Building real-time messaging server in Go

This story is a write-up after my talk at goway.io about Centrifugo. Some of things here have already been mentioned in my previous posts. The original slides available here.

The video version is hosted on YouTube, though it can be a bit hard to perceive as that was my first talk in English. Anyway, maybe you are an enduring person:

My name is Alexander Emelin, I am a software engineer from Moscow. At moment I work in Avito which is one of the biggest classified in the world. At work we are helping people to sell and buy things thus giving those things the second life and simply let people save their money.

But today I won’t talk about things we do at work — I’ll talk about open-source project I started about 6 years ago. The project is called Centrifugo. This is a real-time messaging server. It was originally written in Python (in Tornado framework) but then migrated to Go language. Just about week ago I released version 2 of Centrifugo — so this is actually first public announce of new server. All my points in this talk relate to this new version.

So what is a real-time messaging? When I say real-time message I mean message you deliver to your application clients as reaction to some event happened in your application. The important property of such message is that it’s delivered to client almost immediately — in milliseconds after being sent by backend. This kind of messages is very useful in practice for multiplayer games, chat rooms, dynamic counters, live charts and so on.

The instant nature of real-time message require it to be pushed from server to client via persistent connection. Polling strategies when client periodically asks server for updates are not very good choice here.

Motivation

If you decided to add real-time events to your application you actually have lots of options.
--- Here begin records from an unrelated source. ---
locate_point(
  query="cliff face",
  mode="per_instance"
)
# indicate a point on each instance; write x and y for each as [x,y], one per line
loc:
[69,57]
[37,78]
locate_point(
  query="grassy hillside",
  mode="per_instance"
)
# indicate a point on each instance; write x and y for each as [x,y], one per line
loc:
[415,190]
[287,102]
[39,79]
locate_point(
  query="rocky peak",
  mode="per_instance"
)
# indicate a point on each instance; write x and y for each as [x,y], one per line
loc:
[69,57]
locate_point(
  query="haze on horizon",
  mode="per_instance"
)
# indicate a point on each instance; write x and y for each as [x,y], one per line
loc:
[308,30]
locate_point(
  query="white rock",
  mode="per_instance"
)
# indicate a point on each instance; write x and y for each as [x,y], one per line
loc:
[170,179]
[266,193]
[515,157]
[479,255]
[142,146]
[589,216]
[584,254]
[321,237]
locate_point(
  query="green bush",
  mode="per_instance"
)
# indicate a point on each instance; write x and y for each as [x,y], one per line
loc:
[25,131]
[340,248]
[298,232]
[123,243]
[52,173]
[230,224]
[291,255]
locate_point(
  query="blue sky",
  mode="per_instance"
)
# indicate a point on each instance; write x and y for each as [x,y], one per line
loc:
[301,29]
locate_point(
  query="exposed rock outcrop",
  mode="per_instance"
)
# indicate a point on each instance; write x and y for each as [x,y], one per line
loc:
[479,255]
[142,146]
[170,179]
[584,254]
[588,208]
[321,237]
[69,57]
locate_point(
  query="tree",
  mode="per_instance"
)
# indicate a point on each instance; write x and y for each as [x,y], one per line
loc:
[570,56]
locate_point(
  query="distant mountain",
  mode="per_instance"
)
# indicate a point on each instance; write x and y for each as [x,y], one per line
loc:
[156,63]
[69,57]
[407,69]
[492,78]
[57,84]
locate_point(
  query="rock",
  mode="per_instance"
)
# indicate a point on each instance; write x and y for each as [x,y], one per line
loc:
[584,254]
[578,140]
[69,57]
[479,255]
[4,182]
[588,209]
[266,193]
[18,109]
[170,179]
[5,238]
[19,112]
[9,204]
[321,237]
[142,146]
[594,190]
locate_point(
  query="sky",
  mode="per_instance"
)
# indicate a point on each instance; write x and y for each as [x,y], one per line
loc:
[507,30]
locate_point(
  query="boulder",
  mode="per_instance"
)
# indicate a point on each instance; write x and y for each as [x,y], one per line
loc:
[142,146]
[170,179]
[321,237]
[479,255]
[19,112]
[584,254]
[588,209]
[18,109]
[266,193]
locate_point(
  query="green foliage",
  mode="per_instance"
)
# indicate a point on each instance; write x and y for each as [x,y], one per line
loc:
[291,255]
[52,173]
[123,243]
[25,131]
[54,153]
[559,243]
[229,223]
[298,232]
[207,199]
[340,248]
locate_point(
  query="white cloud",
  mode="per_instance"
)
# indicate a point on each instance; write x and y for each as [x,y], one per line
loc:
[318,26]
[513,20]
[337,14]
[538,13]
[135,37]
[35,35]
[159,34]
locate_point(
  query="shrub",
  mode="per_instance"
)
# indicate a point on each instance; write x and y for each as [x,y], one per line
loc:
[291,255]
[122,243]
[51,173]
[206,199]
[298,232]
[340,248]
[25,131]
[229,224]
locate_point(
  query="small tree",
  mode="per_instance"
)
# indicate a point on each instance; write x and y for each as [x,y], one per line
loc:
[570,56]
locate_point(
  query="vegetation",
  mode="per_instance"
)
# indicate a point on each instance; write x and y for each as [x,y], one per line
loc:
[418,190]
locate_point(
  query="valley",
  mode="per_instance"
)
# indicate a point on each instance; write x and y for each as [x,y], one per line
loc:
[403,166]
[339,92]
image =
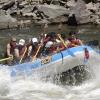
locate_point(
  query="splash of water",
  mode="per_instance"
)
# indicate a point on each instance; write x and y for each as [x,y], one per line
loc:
[28,88]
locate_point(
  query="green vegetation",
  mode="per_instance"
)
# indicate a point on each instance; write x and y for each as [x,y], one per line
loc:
[87,1]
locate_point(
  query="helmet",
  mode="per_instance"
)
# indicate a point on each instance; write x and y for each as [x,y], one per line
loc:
[49,44]
[21,42]
[34,40]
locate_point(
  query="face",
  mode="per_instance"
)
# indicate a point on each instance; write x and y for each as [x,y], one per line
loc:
[73,36]
[13,43]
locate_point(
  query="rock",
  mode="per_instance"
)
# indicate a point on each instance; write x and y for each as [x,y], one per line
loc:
[81,13]
[8,5]
[72,20]
[6,21]
[53,11]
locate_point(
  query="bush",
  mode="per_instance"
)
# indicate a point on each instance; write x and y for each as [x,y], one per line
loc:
[87,1]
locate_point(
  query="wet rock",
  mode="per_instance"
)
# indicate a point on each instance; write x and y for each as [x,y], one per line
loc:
[81,13]
[8,5]
[72,20]
[6,21]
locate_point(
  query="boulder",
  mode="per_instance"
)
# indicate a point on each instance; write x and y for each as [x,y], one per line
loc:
[6,21]
[82,14]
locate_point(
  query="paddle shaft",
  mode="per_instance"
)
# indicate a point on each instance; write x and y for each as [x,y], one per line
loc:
[62,40]
[6,59]
[23,55]
[33,58]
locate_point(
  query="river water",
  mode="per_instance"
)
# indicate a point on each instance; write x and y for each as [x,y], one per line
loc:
[30,88]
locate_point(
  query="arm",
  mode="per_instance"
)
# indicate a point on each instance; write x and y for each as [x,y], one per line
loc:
[17,53]
[8,50]
[29,51]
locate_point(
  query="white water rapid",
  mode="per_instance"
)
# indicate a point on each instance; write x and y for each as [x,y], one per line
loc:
[28,88]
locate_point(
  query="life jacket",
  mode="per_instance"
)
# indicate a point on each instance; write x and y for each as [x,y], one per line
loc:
[21,49]
[86,53]
[34,49]
[73,42]
[61,46]
[12,48]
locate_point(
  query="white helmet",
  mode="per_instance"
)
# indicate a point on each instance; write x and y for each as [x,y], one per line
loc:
[34,40]
[49,44]
[21,42]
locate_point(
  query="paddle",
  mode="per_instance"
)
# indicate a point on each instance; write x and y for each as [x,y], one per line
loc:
[23,55]
[4,59]
[64,43]
[93,43]
[62,40]
[34,57]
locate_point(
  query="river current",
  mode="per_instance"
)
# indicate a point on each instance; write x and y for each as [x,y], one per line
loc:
[30,88]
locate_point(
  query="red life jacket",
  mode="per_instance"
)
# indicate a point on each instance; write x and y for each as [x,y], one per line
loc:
[86,53]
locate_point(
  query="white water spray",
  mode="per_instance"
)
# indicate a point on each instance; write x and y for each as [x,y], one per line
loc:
[28,88]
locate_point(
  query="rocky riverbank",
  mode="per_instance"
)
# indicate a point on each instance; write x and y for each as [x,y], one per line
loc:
[22,13]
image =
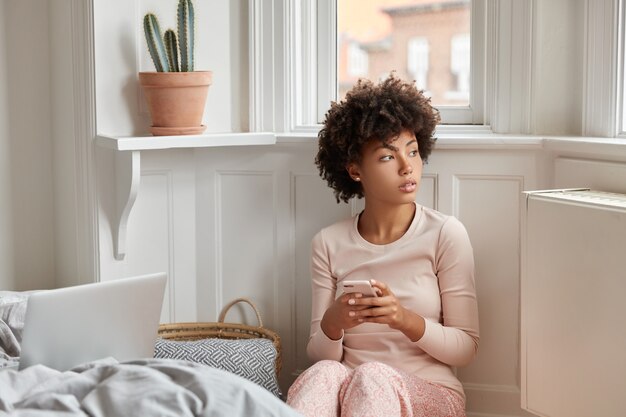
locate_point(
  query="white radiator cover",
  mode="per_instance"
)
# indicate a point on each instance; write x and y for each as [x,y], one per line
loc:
[573,301]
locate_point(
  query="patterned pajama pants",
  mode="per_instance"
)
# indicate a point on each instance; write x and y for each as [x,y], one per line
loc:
[329,389]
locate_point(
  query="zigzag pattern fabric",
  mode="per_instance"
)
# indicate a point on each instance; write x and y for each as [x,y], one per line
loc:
[253,359]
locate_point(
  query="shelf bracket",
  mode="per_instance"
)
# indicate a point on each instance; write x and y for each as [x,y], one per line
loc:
[127,177]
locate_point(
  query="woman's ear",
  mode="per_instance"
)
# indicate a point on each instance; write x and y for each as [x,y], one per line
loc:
[353,171]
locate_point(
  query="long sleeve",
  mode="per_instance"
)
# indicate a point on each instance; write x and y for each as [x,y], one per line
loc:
[323,289]
[455,340]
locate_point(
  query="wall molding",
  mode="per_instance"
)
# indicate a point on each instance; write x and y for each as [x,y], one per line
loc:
[84,108]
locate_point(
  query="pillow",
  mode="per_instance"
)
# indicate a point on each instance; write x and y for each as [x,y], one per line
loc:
[253,359]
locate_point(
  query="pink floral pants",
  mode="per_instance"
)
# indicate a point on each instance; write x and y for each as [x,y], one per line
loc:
[329,389]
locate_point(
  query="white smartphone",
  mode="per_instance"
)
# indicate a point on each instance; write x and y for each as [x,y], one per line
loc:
[362,286]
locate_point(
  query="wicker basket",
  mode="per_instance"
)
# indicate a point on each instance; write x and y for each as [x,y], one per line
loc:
[221,330]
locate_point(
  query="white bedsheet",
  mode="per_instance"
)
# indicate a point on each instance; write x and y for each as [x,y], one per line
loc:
[150,387]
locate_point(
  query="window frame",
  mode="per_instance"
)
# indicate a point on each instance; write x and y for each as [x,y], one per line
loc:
[293,61]
[473,114]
When choosing real-time solution it’s important to take into account many factors: your backend and frontend languages. Are you starting project from scratch or already have production application. Are you ready to pay money for real-time solution? And of course the nature of task you need to solve.
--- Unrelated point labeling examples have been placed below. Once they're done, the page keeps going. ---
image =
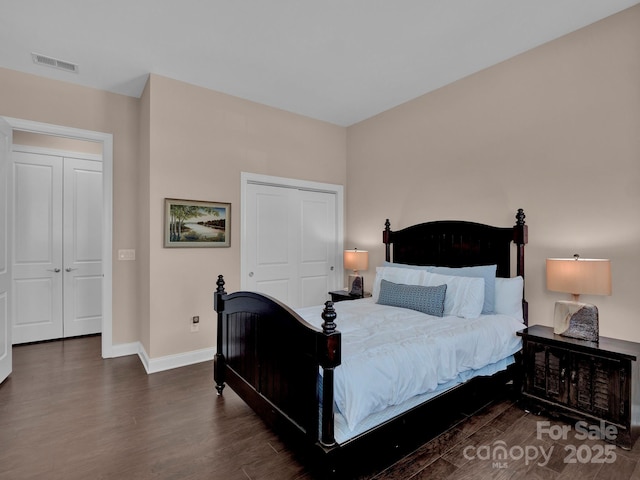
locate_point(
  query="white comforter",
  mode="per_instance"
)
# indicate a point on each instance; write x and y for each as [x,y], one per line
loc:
[390,354]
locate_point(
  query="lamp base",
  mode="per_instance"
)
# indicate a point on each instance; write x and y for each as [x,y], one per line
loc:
[576,320]
[356,285]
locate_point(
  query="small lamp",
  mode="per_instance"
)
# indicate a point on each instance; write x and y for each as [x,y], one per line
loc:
[578,276]
[356,260]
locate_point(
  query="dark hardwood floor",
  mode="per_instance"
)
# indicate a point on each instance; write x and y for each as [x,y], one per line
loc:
[65,413]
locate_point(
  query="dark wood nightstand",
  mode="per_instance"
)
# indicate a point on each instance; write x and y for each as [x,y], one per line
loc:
[341,295]
[596,382]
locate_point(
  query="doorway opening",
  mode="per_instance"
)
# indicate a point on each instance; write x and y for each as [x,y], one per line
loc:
[104,143]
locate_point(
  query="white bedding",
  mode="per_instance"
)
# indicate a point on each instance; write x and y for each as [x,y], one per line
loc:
[392,354]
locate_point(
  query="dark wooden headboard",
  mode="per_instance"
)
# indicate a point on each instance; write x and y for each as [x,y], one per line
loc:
[454,243]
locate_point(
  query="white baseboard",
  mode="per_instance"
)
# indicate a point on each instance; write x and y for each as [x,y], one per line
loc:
[124,349]
[153,365]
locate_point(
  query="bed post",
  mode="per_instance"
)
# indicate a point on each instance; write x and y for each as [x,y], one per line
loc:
[330,357]
[218,360]
[386,238]
[520,238]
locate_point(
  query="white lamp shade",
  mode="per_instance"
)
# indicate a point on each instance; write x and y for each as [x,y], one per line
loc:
[356,259]
[582,276]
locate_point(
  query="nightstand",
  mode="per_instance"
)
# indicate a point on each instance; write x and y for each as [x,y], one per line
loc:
[341,295]
[596,382]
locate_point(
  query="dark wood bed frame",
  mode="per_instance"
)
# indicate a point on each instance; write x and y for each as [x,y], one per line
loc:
[271,357]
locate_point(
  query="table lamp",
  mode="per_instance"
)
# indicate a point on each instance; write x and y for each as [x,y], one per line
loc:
[356,260]
[578,276]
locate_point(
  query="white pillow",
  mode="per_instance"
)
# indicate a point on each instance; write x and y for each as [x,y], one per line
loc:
[509,297]
[406,276]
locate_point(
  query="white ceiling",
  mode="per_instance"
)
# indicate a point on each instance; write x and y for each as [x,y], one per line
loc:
[340,61]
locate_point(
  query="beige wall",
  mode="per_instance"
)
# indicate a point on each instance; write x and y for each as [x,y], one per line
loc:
[200,141]
[554,131]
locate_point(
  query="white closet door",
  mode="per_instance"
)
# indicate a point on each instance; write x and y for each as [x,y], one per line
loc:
[57,254]
[37,247]
[271,242]
[292,244]
[318,240]
[82,247]
[6,361]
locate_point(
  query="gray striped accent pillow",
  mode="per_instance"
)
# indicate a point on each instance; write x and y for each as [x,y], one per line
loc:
[429,300]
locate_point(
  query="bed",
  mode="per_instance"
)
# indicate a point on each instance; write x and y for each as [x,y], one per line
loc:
[292,367]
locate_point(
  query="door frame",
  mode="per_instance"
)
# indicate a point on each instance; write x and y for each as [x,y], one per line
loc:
[283,182]
[106,139]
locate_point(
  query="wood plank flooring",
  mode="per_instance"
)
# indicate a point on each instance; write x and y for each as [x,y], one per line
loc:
[65,413]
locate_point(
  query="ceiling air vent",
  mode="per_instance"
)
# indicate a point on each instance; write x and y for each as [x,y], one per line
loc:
[54,62]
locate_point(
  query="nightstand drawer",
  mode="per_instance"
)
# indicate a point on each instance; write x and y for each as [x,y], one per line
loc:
[593,381]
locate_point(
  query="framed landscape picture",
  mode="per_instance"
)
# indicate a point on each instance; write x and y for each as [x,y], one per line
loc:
[189,223]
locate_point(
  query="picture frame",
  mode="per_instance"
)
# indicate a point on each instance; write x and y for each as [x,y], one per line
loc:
[192,223]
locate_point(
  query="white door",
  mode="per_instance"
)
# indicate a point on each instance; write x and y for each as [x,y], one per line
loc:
[82,247]
[292,246]
[57,232]
[5,259]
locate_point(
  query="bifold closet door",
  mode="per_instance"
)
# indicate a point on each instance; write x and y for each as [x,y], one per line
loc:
[57,232]
[292,246]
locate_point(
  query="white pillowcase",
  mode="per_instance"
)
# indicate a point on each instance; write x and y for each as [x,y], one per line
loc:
[509,293]
[464,297]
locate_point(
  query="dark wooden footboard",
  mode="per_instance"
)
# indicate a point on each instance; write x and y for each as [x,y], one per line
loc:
[272,358]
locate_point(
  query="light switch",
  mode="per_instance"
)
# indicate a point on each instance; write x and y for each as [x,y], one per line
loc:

There are many real-time messaging solutions in the wild. This slide contains some of them.

If you are making your backend in asynchronous concurrent language like Erlang, NodeJS or Go then you pretty fine even without any framework — though you will need to solve some specific problems on front end and backend sides. Like scalability, proper connection management an so on.

Phil Leggetter from pusher.com created a wonderful source describing modern real-time technologies. Check it out — tons of great servers, libraries and services. Also a good overview exists in deepstreamhub blog. If you are starting your search for real-time solution — start from there.
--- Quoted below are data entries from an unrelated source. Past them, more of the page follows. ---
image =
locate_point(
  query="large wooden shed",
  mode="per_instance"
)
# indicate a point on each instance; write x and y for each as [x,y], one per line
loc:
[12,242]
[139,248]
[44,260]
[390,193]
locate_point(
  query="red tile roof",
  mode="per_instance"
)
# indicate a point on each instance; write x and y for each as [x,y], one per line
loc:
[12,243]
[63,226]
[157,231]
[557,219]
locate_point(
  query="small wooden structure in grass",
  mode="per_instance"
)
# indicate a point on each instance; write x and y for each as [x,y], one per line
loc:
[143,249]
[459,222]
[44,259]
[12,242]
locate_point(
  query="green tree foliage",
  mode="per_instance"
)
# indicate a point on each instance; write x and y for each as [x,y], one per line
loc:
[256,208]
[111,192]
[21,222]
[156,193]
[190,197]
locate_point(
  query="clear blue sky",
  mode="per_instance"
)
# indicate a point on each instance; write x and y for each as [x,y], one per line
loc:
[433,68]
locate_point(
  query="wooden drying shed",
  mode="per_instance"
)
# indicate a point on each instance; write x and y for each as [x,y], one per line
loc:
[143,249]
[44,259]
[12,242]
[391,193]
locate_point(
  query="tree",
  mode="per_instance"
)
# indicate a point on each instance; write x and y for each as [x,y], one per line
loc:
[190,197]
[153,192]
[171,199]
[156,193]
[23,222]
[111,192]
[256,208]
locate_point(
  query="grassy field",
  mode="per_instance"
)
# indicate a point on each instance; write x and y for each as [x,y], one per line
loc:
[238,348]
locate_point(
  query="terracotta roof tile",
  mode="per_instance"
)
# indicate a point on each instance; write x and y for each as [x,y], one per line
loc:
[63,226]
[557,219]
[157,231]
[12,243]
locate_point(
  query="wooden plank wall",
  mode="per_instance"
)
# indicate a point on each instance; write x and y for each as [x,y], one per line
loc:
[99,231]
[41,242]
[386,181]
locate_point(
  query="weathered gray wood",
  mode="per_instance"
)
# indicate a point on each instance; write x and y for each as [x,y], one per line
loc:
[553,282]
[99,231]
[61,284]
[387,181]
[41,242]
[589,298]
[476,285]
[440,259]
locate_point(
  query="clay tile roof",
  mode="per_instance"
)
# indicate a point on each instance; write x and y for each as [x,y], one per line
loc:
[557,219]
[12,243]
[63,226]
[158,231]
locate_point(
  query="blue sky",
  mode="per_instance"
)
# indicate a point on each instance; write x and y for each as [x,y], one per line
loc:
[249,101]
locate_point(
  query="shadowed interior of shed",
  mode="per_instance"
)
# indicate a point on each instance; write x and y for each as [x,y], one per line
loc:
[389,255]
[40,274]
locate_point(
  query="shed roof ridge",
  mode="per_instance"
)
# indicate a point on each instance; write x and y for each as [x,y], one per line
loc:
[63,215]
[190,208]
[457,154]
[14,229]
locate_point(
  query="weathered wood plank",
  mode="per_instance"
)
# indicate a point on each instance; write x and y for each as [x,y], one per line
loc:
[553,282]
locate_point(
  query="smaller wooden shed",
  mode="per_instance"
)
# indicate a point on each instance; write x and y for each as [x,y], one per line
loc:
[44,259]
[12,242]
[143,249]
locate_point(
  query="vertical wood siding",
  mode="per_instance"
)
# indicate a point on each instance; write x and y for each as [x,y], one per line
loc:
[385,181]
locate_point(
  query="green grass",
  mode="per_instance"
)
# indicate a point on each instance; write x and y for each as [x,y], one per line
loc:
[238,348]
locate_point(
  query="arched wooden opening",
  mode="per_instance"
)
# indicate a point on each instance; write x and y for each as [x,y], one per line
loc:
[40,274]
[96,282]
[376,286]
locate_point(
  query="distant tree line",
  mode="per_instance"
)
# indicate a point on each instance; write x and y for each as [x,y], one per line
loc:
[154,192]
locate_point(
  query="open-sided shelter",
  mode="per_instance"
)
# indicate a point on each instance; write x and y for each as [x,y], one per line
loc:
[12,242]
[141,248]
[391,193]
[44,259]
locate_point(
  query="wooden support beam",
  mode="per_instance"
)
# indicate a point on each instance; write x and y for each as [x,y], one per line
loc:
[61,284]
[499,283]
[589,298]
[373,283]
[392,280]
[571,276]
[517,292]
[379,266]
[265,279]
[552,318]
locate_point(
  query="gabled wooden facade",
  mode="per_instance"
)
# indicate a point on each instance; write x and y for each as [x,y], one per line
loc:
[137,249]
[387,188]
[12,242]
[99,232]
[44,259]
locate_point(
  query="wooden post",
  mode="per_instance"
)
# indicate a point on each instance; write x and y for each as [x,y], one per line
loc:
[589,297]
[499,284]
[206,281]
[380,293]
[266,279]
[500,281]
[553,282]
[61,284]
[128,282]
My personal background is Python and to be more concrete Django framework. As you know Django is a classic worker-thread framework where each worker runs in its own process and OS thread and blocks for a time of request execution. Now with persistent connections like Websocket you are quickly run out of available workers so your main application stops accepting new requests. This is what Centrifugo was originally created for — deal with persistent connections thus giving backend a possibility to serve general short lived requests and publish new messages to clients using Centrifugo API when needed.

Django is not alone — there are lots of similar model frameworks in Python and other languages. As Centrifugo works as separate service it’s possible to just integrate with it without introducing many changes in application code. Actually nothing stops one from using Centrifugo together with application written in NodeJS or Go language as it it has some useful features I describe very soon.

Design overview

In a nutshell Centrifugo is a server that allows to handle persistent connections from application clients and provides API to publish real-time messages to connected clients who interested in that message. Clients indicate their interest to specific messages subscribing to channels (or in other words topics). So Centrifugo is actually just a PUB/SUB server.

Now we can look at simplified scheme of Centrifugo integration with application backend:

As you can see there are 3 parts involved into this scheme — your application backend, Centrifugo and your application users. Users connect to Centrifugo over Websocket or SockJS with JSON web token for authentication, subscribe to channels and listen to messages. As soon as your backend has a new event it publishes it to Centrifugo API and message travels towards connected clients. In Centrifugo you can use simple HTTP requests with JSON in body or GRPC to call API methods.

Let’s imagine you are making real-time comments platform. As soon as your user creates new comment you first send it to backend using convenient way — for example AJAX request in browser, on you backend side you validate comment, save into database if needed and then publish into Centrifugo API to channel related to this comment and this comment will be broadcasted to all active subscribers by Centrifugo.

Actually this means that real-time messages flow one way in this design — from server to clients. In most case you don’t need bidirectional real-time communication. Most of modern applications are read-oriented — users mostly read content, write requests is a much more rare thing — so for many real-time applications we can easily make write using non-persistent connection.

Let’s look at high-level features of Centrifugo:

  • Language-agnostic
  • Decoupled from application backend
  • JWT authentication with expiration support
  • Simple integration with existing application
  • Scale horizontally with Redis
  • Solid performance
  • Message recovery after short disconnects
  • Information about active subscribers in channel
  • Cross platform (Linux, MacOS, Windows)
  • MIT license

Centrifugo is used in many projects, mostly in web applications. It’s pretty popular in Python and PHP communities. Some companies that use Centrifugo are Mail.Ru, Badoo, sports.ru, Spot.im. Spot.im has the largest installation of Centrifugo I’ve heard about — it’s 300k clients online with 3 million messages per minute.

Real-time transports

Let’s speak about real-time transports used in Centrifugo a bit.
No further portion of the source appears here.